Published by Thriftbooks.com User , 20 years ago
George IV, when he is Prince of Wales, falls in love with Maria FitzHerbert. Unlike the other women he's fallen in love with, this one refuses to become his mistress. Why doesn't he marry her? There is a slight problem. It is illegal for an heir to the throne of England to marry a Catholic. If he does marry her, he will give up his right. He secretly marries her, and after a few years of happiness, he realized his mistake. But when he realizes it wasn't a mistake, he had already left her. What follows is a lifetime of even more heartbreak for the poor Prince.If you've read The Secret Wife of King George IV, you may be cautious about reading this one. Don't worry! It is much more respectable and accurate, as are all of Jean Plaidy's works. It is wonderfully and beautifully written, with a haunting historical lesson.
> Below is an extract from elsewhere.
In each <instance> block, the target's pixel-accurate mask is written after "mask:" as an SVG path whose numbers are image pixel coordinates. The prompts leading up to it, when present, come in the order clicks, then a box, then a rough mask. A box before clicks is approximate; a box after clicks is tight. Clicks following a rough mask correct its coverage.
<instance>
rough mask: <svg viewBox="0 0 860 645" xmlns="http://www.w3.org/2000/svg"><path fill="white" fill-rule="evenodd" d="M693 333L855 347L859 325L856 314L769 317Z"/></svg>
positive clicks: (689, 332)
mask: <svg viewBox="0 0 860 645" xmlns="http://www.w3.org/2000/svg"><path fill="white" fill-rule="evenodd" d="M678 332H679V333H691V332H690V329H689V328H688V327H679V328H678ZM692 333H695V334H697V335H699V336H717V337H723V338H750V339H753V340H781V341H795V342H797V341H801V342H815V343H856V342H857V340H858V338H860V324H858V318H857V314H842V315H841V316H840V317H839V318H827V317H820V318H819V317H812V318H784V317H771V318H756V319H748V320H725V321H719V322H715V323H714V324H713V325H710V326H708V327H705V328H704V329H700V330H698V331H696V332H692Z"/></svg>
A Foreshadowing of the Duke of Windsor Story
Published by Thriftbooks.com User , 26 years ago
Jean Plaidy (Victoria Holt) does a service to readers that writers of historical biographies seem unable to do. She tells a good story and makes the people seem real. Biographies of royalty tend to be stilted, heavily burdened with the intricacies of politics and remote from the person and character of the royal. They are not fun to read. Plaidy's novels are fairly close to historical fact without being tediously so.The Sweet Lass of Richmond not only is fun to read, it brings to mind an interesting parallel between George IV and his great-great-great nephew, The Duke of Windsor. Both men were the brilliant centers of fashionable society, on bad terms with their fathers, and both fell heedlessly in love with unacceptable, older women. Where Wallis Simpson was a twice-divorced woman, Maria Fitzherbert was a twice-widowed woman. Where Wallis did not mind welcoming her prince into her bedchamber outside of marriage, devotely Catholic Maria Fitzherbert would have nothing less than marriage before she'd consent to give in to her prince. This drove George IV into a secret marriage, a device that allowed him to keep his place in the succession while enjoying the marital favors of the woman he loved. Had this marriage been open, he not only would have been at odds with his father for marrying without the King's consent, he would be barred from the succession for marrying a Catholic. George IV wanted Maria, his crown and his debts paid. George ended up choosing money and the Crown over Maria, his good wife--a choice he regretted for the rest of his life.